Does anyone know of any way for me to "stream" the video or have it buffer without using a separate media server?
Is there a way I can code my page to help optimize?
Even if I need to have the user download the entire file to their machine before it starts playing I need to find a way to make it clean and uninterupted.
asf is a great way of streaming to users... it allows folks to begin view as the file is loaded...
or you could just do it the free and open-source way, quicktime (Darwin for win32), but you gonna need to be runnin perl for that (good times).
mac osx user get it as part of their OS.... lucky dawgs
now, with all that said... if i am not misshapen... i believe winmedia allows certain active x controls to help to pre-trigger the 'play' sequence whilst its a-loadin. however... I think you are gonna need to be streamin asf for that... (maybe though, now that i think about the acronym... asf... that needs a media server?).
lately my obsession is streaming content, so I am gonna read a book and repost in a few minutes here if i find sumptin for ya.
When you click on a Web page link that opens a stand-alone player, the browser actually hands off the metafile to the player.

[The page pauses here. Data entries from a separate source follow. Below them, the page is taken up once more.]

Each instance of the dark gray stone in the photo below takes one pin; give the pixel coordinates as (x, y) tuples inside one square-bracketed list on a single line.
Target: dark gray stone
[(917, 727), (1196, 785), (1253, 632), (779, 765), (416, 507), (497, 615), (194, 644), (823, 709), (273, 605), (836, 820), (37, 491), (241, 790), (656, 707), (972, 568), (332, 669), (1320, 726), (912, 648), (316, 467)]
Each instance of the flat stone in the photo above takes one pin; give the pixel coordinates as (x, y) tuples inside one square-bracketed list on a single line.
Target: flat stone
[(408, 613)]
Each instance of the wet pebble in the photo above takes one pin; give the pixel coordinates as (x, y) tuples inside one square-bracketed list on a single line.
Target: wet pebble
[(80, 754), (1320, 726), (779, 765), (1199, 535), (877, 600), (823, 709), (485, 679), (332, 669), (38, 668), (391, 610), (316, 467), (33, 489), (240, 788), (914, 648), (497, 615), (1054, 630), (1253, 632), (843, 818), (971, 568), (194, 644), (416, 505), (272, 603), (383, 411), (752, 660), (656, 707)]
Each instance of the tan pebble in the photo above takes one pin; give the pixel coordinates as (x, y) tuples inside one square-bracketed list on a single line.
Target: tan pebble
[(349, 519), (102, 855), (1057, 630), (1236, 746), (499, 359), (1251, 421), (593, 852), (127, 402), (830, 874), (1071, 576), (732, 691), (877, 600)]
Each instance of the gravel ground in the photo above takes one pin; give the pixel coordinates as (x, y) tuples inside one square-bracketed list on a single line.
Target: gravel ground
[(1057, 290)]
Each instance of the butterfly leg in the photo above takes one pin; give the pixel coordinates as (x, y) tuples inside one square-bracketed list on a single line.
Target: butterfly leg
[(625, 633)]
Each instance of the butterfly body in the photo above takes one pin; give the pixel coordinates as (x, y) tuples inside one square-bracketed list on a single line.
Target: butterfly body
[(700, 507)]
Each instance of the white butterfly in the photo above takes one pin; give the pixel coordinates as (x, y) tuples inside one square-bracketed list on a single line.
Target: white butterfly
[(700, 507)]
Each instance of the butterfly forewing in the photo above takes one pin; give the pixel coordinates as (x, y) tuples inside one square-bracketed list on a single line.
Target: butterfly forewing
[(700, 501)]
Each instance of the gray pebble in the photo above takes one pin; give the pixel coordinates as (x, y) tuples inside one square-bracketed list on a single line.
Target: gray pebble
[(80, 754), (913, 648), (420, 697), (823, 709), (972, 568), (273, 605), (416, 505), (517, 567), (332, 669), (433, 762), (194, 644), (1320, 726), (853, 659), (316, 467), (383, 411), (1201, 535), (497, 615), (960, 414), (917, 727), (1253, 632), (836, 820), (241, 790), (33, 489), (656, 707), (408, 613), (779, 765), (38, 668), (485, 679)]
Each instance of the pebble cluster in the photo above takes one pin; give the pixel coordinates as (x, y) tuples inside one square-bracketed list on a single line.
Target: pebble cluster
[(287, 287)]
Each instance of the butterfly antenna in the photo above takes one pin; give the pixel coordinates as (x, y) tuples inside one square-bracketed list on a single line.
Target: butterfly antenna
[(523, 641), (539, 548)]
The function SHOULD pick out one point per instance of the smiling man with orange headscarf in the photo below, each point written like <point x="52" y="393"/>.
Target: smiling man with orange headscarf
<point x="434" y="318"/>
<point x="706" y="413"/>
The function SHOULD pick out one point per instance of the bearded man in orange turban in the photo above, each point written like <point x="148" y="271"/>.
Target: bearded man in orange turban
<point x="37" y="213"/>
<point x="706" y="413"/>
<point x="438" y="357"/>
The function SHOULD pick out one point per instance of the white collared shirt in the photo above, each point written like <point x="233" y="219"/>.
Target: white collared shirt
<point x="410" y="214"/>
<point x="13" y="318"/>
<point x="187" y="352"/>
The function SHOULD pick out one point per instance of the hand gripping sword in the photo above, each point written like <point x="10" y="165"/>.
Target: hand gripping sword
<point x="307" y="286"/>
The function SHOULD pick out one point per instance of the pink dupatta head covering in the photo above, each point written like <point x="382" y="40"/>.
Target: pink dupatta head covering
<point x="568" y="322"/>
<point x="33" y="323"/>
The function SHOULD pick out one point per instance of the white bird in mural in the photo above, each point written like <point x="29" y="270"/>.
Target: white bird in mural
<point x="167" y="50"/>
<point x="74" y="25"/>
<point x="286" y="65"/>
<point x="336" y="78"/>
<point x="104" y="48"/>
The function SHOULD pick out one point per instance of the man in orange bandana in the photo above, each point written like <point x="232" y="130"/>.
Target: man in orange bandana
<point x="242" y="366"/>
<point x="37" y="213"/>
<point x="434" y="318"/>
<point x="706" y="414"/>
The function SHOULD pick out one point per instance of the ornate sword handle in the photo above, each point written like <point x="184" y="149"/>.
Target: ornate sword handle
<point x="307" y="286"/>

After that, the browser has nothing to do with the process. Embedded players work slightly differently. They have all the functionality of stand-alone players but are controlled, to some extent, by the browser.
Browsers communicate with embedded players in one of two ways — either by using the Netscape plug-in architecture or by using the Microsoft ActiveX control. Unsurprisingly, Netscape Navigator provides no support for ActiveX, and Internet Explorer no longer supports the Netscape plug-in.
The RealSystem and QuickTime provide support for both embedding technologies, while Windows Media only supports the Active X control.
My suggestion: use quicktime, as realmedia exploits its workforce and it a plague on humanity, IMHO.